Rupee Options Bears Retreat as Rajan Puts India Reserves to Work

Updated on
  • SocGen's Agrawal sees rupee outperforming Asian peers
  • Risk reversals fall from highest in almost two years

Options traders are paring bearish rupee bets on signs Indian central bank Governor Raghuram Rajan will deploy the war chest of foreign exchange he built up over the past two years.

Rajan said on Aug. 24 that India will use its reserves to stem rupee swings after China’s shock yuan devaluation triggered a sell-off of emerging-market assets. India’s currency hoard has fallen $3.4 billion from $355 billion on Aug. 21, a sign the Reserve Bank of India is already intervening to keep the exchange rate stable as the U.S. Federal Reserve considers raising borrowing costs.

“The rupee will outperform Asian currencies over the medium term,” said Amit Agrawal, a strategist at Societe Generale SA in Bengaluru. “Ample reserves give India enough ammunition to counter any heightened bout of volatility.”

One-month options offering the right to sell the rupee cost 153 basis points more than those to buy, down from 223 on Aug. 27, the highest since November 2013. The so-called risk-reversal rate dropped 52 basis points last week, the most since February last year. The currency, which traded at 66.33 a dollar in Mumbai on Wednesday, will appreciate to 65.75 by March, according to the median estimate in a Bloomberg survey of analysts.
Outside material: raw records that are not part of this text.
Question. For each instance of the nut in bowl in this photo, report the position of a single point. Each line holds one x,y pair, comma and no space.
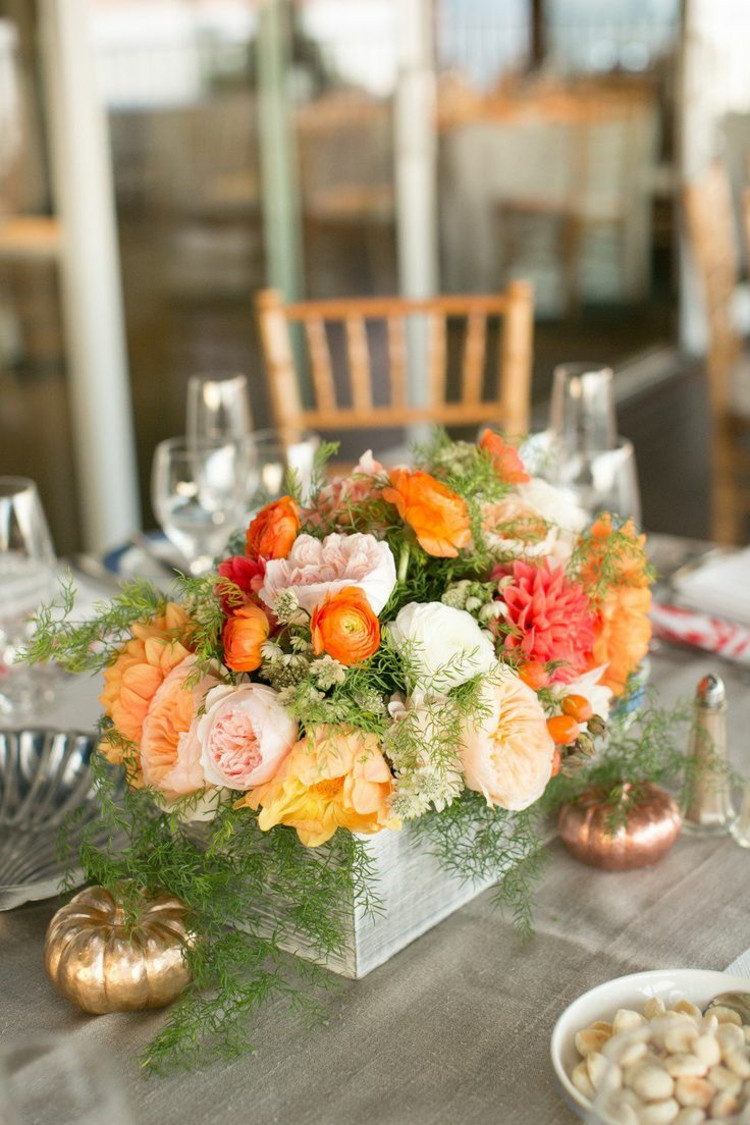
592,1037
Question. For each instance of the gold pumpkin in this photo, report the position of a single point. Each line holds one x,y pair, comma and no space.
104,962
652,824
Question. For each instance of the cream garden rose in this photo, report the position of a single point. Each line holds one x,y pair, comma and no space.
506,749
535,521
316,568
444,646
245,734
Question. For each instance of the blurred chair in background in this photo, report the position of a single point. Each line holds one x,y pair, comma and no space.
713,241
364,399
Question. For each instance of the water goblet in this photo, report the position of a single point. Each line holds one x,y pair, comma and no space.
198,494
272,453
218,407
27,569
604,482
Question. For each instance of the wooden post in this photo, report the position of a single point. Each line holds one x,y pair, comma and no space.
90,273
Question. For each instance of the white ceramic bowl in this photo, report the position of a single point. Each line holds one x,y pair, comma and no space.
603,1001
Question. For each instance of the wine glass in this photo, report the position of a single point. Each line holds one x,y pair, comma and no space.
198,494
218,407
272,453
55,1080
604,482
27,569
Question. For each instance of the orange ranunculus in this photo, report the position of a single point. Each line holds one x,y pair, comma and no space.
273,530
139,669
335,777
244,633
505,459
344,627
622,632
622,628
437,515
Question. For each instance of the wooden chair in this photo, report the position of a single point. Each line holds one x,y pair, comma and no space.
713,242
509,394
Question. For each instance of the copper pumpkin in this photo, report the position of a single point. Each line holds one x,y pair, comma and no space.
104,962
652,825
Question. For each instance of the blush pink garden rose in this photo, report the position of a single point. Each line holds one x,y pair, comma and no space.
506,749
170,750
245,734
316,569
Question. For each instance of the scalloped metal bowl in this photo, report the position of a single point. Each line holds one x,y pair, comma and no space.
44,775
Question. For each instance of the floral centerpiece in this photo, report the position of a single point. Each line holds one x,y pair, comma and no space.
415,650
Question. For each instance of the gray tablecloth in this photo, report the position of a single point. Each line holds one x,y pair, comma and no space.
457,1027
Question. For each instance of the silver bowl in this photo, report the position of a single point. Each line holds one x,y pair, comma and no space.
44,776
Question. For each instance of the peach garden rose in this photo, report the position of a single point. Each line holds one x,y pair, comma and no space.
139,669
316,568
506,749
170,750
244,736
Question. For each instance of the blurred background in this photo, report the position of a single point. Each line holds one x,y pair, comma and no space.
349,147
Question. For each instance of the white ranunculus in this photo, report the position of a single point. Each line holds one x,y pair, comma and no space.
556,505
588,685
316,568
444,647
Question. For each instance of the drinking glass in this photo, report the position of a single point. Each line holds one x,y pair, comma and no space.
218,407
271,455
198,494
55,1080
583,408
27,569
604,482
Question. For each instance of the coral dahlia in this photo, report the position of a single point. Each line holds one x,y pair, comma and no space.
552,615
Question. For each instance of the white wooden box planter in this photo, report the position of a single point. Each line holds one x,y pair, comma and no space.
415,893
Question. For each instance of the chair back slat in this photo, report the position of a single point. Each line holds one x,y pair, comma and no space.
508,399
359,361
711,228
397,360
437,358
473,358
515,359
317,343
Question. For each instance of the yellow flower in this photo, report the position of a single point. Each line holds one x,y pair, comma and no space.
335,777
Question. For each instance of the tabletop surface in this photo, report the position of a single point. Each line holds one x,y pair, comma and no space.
455,1027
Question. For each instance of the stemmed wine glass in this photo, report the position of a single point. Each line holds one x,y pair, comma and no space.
272,453
585,455
198,494
27,569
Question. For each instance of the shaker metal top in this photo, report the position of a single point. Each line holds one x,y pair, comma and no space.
711,691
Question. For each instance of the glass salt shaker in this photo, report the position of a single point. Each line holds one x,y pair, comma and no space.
710,810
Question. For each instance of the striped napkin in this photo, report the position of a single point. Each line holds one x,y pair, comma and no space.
679,626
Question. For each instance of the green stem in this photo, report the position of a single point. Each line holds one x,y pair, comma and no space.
404,563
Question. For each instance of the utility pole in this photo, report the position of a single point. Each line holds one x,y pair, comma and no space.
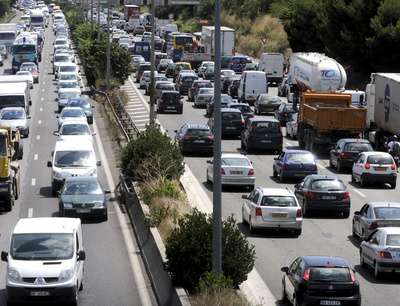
108,46
217,222
153,62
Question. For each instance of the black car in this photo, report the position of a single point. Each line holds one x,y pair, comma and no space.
261,133
195,138
170,101
244,108
320,280
284,112
323,193
233,88
83,196
346,151
232,122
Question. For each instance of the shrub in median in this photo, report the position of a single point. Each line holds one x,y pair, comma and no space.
152,155
189,250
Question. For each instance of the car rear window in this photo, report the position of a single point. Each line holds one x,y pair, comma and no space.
387,212
357,147
379,159
328,274
231,116
393,239
279,201
328,185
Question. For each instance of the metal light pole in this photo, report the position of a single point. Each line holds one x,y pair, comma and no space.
217,222
152,60
108,46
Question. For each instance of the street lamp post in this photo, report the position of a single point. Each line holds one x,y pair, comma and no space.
217,222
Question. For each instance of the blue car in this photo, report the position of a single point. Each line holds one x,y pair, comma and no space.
294,164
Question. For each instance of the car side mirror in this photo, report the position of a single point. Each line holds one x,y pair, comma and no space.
4,256
81,255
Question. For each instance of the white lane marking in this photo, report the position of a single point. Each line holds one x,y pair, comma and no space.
125,229
359,193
The rupee plunged 3.5 percent in August, the most in two years, as global funds sold a net $2.6 billion of Indian shares in the biggest monthly outflow since 2008. Malaysia’s ringgit sank 8.6 percent last month while Indonesia’s rupiah depreciated 3.8 percent. The Indian currency rose 0.3 percent on Wednesday and has climbed 0.2 percent so far in September.

Rajan, a former chief economist at the International Monetary Fund, said Aug. 24 that India is in a “good position” compared with other emerging markets, citing reasons such as moderating inflation, low short-term currency liabilities and a narrowing fiscal deficit. The central bank had been buying dollars to build reserves. It purchased a net $565 million in the spot market in June alone, taking total purchases in 2015 to $36 billion, according to data compiled by Bloomberg.

“We will have no hesitation in using our reserves when appropriate to reduce volatility in the rupee,” Rajan told a conference in Mumbai. “Once market volatility settles down, India should emerge once again as an investment destination of choice.”

The rupee’s three-month implied volatility, a gauge of expected swings used to price options, dropped to 8.08 percent on Wednesday from as high as 10.08 percent in August, signaling reduced potential for losses.

The S&P BSE Sensex index of stocks, India’s benchmark equity gauge, slumped to a 15-month low on Monday as the prospect of higher U.S. interest rates and a deepening economic slowdown in China curbed demand for riskier assets.

Official data last week showed India’s economy expanded 7 percent last quarter, putting it on par with China as the world’s fastest-growing major economy. The rate of growth though was slower than 7.5 percent in the three months ended March 31, and below the median estimate of 7.4 percent in a Bloomberg survey.

More Intervention

SocGen’s Agrawal expects the central bank to continue intervening in the spot and forwards markets to limit volatility if the pressure on developing-nation currencies remains in place.

ING Groep NV, the top rupee forecaster in Bloomberg’s quarterly rankings, said last month that the currency will outperform Asian peers as India is less exposed to the slowdown in China. Exports to China comprise less than 10 percent of the total overseas shipments from Asia’s third-largest economy.

The past year’s 50 percent slide in Brent crude prices helped ease consumer inflation to an eight-month low in July. It also contributed to narrowing the net oil-importing nation’s current-account deficit to a seven-year low of $27.5 billion in the year ended March 31.

The rupee will earn 7.2 percent, including interest, by mid-2016, the best total return in the region, according to Bloomberg surveys of strategists.

“India is relatively better placed in Asia to withstand Fed hikes and is among the best positioned in the region to benefit from lower oil prices,” said Sue Trinh, head of Asia foreign-exchange strategy at Royal Bank of Canada in Hong Kong. “We expect the rupee to be one of the outperformers.”